The wide acceptance of mutual funds in India can motivate investors. However, one type may not suit every investor. Understanding how many types of mutual funds are available for investment and their suitability is crucial. Investors can determine these aspects while selecting:

  • Investment aspirations
  • Time or maturity for investment 
  • Risk levels
  • Investment capacity
  • Desired asset

After this, investors can select the proper scheme based on different factors such as fund house, manager, expense ratio, etc.

Conclusion

Investing in mutual funds should be an informed decision rather than following the trend. Schemes are categorised based on asset, maturity, management and objectives. Investors can explore what are different types of mutual funds in India and invest according to their suitability.Starting your investment journey? Log in to PowerUp Money or download the financial management app today!

Frequently Asked Questions (FAQs)

Q: How are open-ended funds different from close-ended funds?

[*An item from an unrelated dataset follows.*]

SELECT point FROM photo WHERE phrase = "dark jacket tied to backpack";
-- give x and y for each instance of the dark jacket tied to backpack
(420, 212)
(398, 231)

The maturity of funds differs based on their categorisation. In open-ended funds, the maturity is not fixed, and investments are liquid in normal business days. However, close-ended funds do not allow easy payout. It has fixed maturity.

Q: Can I invest in gold through mutual funds?

Yes, investors can use gold ETFs to invest indirectly in the gold. These schemes invest in physical gold or related instruments.

Q: What are ETFs?

A mutual fund scheme listed on the stock exchange is known as exchange-traded funds or ETFs. Such schemes require Demat accounts, and they provide better liquidity than others.

Q: How can solution-oriented funds help in wealth creation?

These schemes are focused on specific objectives like retirement and children's education. Having allocated funds helps reduce the burden on other investments and provides wealth-creation opportunities for them.

Q: What are different investment objectives?

Investors can have varied objectives while investing in mutual funds. It can be a regular income, capital appreciation, tax-saving, easy liquidity, etc.